19.12.2012, 15:17 Uhr
Die schlimmsten Security-Desaster 2012
2012 war ein Katastrophenjahr: der Mythos Mac platzte, ihr privates Smartphone wurde ferngesteuert und Öl-Plattformen gerieten ins Wanken. Lessons learnt: Was droht uns 2013?
Cyberkriminelle suchen sich attraktive Ziele für ihre Attacken. Sonst lohnt sich, so die Logik der Hacker, der ganze Aufwand nicht.
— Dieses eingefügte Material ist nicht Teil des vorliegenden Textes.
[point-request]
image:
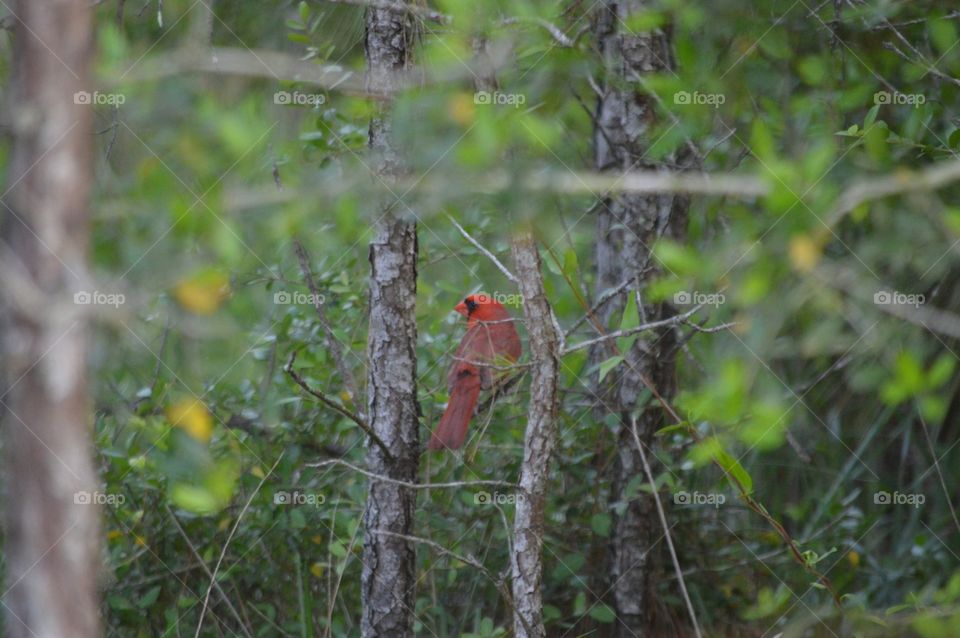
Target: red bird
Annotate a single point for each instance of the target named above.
(491, 339)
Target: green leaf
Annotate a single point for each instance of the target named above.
(600, 524)
(609, 365)
(149, 598)
(733, 467)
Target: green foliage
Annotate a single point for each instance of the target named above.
(203, 180)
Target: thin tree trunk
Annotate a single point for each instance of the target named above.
(628, 226)
(51, 528)
(389, 568)
(528, 525)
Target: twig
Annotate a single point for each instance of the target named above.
(333, 344)
(666, 528)
(203, 564)
(408, 484)
(866, 190)
(559, 36)
(604, 298)
(223, 552)
(509, 275)
(670, 321)
(333, 405)
(400, 7)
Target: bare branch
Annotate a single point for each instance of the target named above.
(401, 7)
(332, 343)
(333, 405)
(526, 559)
(558, 35)
(670, 321)
(509, 275)
(666, 527)
(408, 484)
(226, 544)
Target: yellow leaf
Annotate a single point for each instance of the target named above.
(193, 417)
(461, 109)
(203, 292)
(804, 253)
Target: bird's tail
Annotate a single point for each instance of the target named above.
(452, 429)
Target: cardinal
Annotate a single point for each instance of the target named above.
(491, 339)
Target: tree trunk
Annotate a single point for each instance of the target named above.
(628, 225)
(52, 529)
(528, 524)
(389, 569)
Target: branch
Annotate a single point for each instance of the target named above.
(666, 528)
(400, 7)
(408, 484)
(526, 560)
(223, 552)
(670, 321)
(333, 344)
(509, 275)
(870, 189)
(468, 560)
(333, 405)
(559, 36)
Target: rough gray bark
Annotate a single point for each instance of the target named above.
(51, 546)
(528, 525)
(389, 575)
(628, 226)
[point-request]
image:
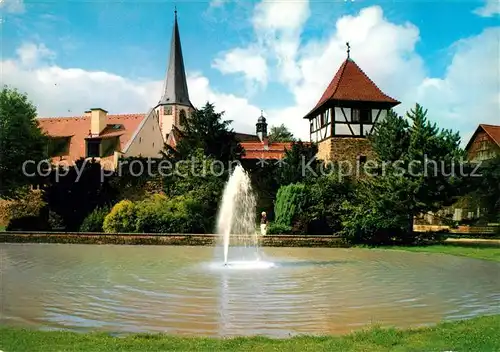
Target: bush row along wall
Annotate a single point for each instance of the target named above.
(169, 240)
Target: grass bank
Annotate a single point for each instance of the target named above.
(479, 334)
(478, 250)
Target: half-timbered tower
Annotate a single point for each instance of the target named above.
(346, 114)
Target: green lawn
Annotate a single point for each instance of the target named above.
(479, 334)
(478, 251)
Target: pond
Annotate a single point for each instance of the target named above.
(187, 291)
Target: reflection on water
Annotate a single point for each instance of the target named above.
(176, 289)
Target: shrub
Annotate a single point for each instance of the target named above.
(121, 218)
(378, 214)
(55, 221)
(95, 220)
(364, 225)
(28, 223)
(278, 229)
(322, 210)
(26, 213)
(289, 202)
(181, 214)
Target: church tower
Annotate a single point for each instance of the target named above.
(346, 114)
(174, 105)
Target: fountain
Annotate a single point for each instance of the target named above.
(236, 218)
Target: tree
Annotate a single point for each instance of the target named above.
(420, 169)
(280, 134)
(21, 140)
(204, 129)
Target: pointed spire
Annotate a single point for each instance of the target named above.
(175, 90)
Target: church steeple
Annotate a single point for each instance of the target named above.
(175, 89)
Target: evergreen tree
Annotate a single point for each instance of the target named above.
(21, 140)
(204, 129)
(423, 172)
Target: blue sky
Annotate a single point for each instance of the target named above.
(130, 39)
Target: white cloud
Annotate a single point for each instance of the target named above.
(489, 9)
(218, 3)
(12, 6)
(31, 54)
(466, 95)
(58, 91)
(243, 60)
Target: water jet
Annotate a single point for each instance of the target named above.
(236, 217)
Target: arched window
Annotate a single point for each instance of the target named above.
(182, 117)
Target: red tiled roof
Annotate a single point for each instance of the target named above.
(351, 83)
(78, 128)
(257, 150)
(493, 131)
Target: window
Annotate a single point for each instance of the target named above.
(109, 146)
(93, 148)
(58, 146)
(361, 115)
(182, 117)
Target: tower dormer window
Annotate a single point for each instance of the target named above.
(361, 115)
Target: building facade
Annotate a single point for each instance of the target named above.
(346, 114)
(484, 143)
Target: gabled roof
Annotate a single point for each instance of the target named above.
(245, 137)
(493, 131)
(175, 89)
(260, 150)
(78, 128)
(174, 136)
(350, 83)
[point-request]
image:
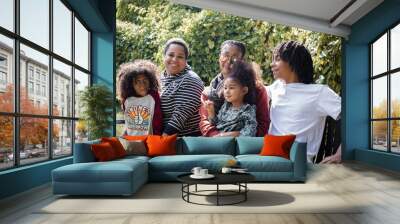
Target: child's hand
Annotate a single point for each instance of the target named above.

Das Jahr 2012 war demnach durch drei Trends gekennzeichnet: (i) erste mobile Botnetze tauchten auf, (ii) verstärkte Angriffe auf Mac OS (unter anderem über Oracle Java) und (iii) extrem clevere Spionage-Malware, die Kraftwerke und Öl-Plattformen attackierten.
Mythos Mac - auf immer perdu
Im Jahr 2012 wurden alle Mythen über die Unangreifbarkeit des Apple Macintosh gründlich zerstört, resümiert derSicherheitsspezialist Kasperski. Anfang des Jahres flog das Botnetz Flashfake auf, das ausschliesslich aus Mac-Computern (Mac OS X) bestand. Insgesamt 700.000 Rechner sollen infiziert worden sein. Eine Schlüsselrolle spielten dabei infizierte WordPress-Blogs, denen Cyberkriminelle ein sogenanntes Script-Redirect - also falschen Code - untergeschmuggelt hatten. Script-Redirect heisst: Beim Besuch der infizierten Webseite lädt der Browser des Besuchers, versteckt im Hintergrund, Schadcode von einer Drittseite, die durch die eingeschmuggelte Codezeile kontaktiert wird. in Fall Flashfake bestand der Schadcode aus JavaScript und Java-Applets. Script-Redirect (Beispiel), das auf Sites der Domain rr.nu umleitet, von denen dann Malware geladen wird: Oracle - die Firma ist seit der Akquise von Sun Microsystems in Besitz der Java-Lizensierungsrechte - kam recht schnell mit einem Java-Patch heraus, um die Lücke zu stopfen. Der hätte eigentlich völlig ausgereicht, um die mit Flashfake infizierten Macs zu schützen. Pikanterweise benutzt Apple jedoch prinzipiell und nie Oracle-Patches. Die infizierten Mac-Rechner mussten deshalb noch zwei lange Monate warten, bis Apple dann endlich mit einem eigenen Java-Patch aufwartete. Diese lasche Praxis, Patches zwei Monate später zu bringen, sei typisch für Apples, rügen die Virenjäger von Kasperski.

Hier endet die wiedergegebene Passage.